Specifically, output growth of autos and metal cutting machines in volume terms jumped to 19.0 percent year on year and 17.1 percent, respectively, in May from 5.1 percent and 11.4 percent in April. Smartphone output growth in volume terms also rose significantly to 8.4 percent year on year in May reversing the 2 percent drop in April.

“The industrial production growth, a key indicator of China’s secondary industry (which accounts for 39 percent of GDP), has been positive for two consecutive months, although at a moderate pace,” said Betty Wang, senior China economist of Australia and New Zealand Banking Group.

“If this trend continues in June, it is highly likely that China’s secondary GDP growth in the second quarter may return to positive territory, to about 5 percent year on year,” she added.

The service sector expanded 1 percent in May from a year earlier, reversing the 4.5 percent drop in the previous month, while for the January-May period it fell 7.7 percent year on year, compared with the decline of 9.9 percent in the first four months, according to the bureau.

Among them, information transmission, software and information technology services grew by 12.9 percent while the real estate industry rose 7.1 percent, respectively 7.7 percentage points and 6 percentage points faster than the figures in April.

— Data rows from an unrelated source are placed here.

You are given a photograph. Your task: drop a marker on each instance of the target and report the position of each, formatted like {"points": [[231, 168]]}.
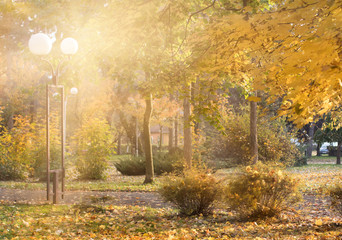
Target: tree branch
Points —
{"points": [[188, 21]]}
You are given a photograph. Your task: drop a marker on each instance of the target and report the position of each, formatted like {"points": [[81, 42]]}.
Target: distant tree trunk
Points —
{"points": [[119, 144], [147, 140], [310, 142], [338, 154], [318, 149], [161, 138], [136, 137], [187, 130], [176, 131], [253, 131], [171, 135]]}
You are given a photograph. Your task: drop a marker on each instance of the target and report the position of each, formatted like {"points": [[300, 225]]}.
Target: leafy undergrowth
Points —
{"points": [[131, 222], [317, 178]]}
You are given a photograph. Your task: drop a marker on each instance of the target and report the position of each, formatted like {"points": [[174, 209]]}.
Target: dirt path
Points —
{"points": [[312, 205], [81, 197]]}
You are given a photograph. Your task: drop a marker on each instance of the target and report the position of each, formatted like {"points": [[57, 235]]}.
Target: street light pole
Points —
{"points": [[41, 44]]}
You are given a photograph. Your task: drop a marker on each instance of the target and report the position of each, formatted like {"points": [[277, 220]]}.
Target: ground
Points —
{"points": [[132, 214]]}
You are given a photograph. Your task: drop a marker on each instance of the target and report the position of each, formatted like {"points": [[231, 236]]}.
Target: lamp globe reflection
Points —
{"points": [[73, 91], [40, 44], [69, 46]]}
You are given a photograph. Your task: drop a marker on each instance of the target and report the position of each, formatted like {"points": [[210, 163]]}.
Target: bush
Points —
{"points": [[94, 143], [131, 165], [162, 162], [274, 142], [193, 193], [16, 150], [335, 193], [261, 191]]}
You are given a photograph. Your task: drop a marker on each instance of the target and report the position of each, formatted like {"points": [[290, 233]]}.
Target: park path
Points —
{"points": [[150, 199], [315, 206]]}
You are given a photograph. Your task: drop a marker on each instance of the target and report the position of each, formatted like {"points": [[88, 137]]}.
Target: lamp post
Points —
{"points": [[40, 44], [73, 92]]}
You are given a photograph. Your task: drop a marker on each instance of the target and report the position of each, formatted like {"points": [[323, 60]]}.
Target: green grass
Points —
{"points": [[116, 183]]}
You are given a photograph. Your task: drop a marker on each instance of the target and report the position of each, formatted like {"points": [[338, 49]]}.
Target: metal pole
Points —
{"points": [[63, 138], [47, 143], [136, 137], [55, 186]]}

Headline retail sales in nominal terms posted a 2.8 percent year-on-year decline in May but rebounding from the 7.5 percent drop in April. In real terms (excluding price factors), retail sales dipped by 3.7 percent year on year in May, compared with the 9.1 percent fall in the previous month.

By major product, auto sales growth ticked up to 3.5 percent year on year in May from 0 percent in April, in line with the data reported by the China Passenger Car Association, which indicated passenger car retail sales (by volume) grew 1.7 percent in May from a year earlier to reverse the 5.6 percent drop in April.

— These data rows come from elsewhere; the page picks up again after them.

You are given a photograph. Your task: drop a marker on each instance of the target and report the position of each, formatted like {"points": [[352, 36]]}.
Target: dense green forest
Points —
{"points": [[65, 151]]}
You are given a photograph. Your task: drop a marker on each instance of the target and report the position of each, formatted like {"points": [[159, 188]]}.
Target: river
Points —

Sales of oil and oil products in May remained subdued to be 14 percent lower than the same period last year, despite an uptick from the 14.1 percent fall in April, “partly weighed on by the lagged effects of oil price declines in previous months,” said Lu Ting, chief China economist at Nomura.

Fixed asset investment growth rose to 3.9 percent year on year in May from 0.7 percent in April. In year-to-date terms, FAI fell 6.3 percent year on year, 4 percentage points slower than the decline in January-April. 

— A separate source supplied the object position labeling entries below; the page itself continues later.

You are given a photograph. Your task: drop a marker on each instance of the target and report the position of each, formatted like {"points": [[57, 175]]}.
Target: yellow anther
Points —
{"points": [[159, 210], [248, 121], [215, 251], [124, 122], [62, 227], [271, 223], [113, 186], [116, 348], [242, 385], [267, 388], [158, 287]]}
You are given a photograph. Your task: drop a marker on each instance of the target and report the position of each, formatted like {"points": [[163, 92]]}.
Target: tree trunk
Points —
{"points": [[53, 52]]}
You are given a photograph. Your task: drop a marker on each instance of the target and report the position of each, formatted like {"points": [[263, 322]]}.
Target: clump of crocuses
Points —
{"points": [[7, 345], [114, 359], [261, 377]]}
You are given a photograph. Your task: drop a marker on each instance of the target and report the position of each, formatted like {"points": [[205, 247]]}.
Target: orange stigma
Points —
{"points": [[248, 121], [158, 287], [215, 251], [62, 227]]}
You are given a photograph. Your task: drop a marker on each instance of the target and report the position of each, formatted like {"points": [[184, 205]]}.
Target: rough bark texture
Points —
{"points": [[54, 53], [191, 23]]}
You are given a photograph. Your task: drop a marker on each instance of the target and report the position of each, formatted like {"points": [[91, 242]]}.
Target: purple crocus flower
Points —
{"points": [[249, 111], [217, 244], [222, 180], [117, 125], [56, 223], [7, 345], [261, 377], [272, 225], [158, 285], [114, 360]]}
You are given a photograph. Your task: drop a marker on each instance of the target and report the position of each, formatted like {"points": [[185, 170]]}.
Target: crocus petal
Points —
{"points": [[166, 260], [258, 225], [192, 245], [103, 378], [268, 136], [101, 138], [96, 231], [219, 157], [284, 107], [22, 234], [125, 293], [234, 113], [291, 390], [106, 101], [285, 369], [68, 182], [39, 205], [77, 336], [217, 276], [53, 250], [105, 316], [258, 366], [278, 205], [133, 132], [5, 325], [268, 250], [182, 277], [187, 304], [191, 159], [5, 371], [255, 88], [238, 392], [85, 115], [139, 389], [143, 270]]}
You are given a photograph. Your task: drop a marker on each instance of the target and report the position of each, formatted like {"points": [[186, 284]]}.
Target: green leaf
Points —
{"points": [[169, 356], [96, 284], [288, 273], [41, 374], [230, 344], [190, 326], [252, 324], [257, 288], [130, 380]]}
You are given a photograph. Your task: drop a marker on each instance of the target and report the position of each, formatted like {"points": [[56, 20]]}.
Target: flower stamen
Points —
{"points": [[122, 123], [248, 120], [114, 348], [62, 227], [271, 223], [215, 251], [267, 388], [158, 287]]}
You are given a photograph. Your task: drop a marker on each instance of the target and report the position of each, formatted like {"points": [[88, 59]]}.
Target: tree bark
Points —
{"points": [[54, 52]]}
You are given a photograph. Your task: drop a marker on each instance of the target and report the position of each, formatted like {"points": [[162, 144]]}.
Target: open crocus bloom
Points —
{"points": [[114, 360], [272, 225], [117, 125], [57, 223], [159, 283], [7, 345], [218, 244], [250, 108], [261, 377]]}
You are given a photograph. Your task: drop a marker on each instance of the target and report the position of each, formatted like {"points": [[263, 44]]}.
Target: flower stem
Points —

May’s rise in year-on-year FAI growth was led by infrastructure investment, the growth of which surged to 10.9 percent year on year last month from 4.8 percent in April. Manufacturing investment growth only improved modestly, dropping 5.3 percent in May compared with the 6.7 percent fall in the previous month. 

However, in the first five months 4.6 million new urban jobs were created, 1.37 million fewer than the same period last year. The urban unemployment rate surveyed in 31 major cities was 5.9 percent in May, up 0.1 percentage point from a month earlier.

“Although the main indicators continued to improve in May, there were still many indicators lower than those in the same period of 2019, indicating that the negative impacts of the pandemic still need to be made up and that the economy has not yet returned to normal levels,” NBS’s Fu said.

"We should continue to intensify the 'six stabilities' efforts (to stabilize employment, finance, foreign trade, foreign investment, investment and market expectations), and also ensure security in six areas referring to job security, basic living needs, operations of market entities, food and energy security, stable industrial and supply chains, and the normal functioning of primary-level government," Fu said.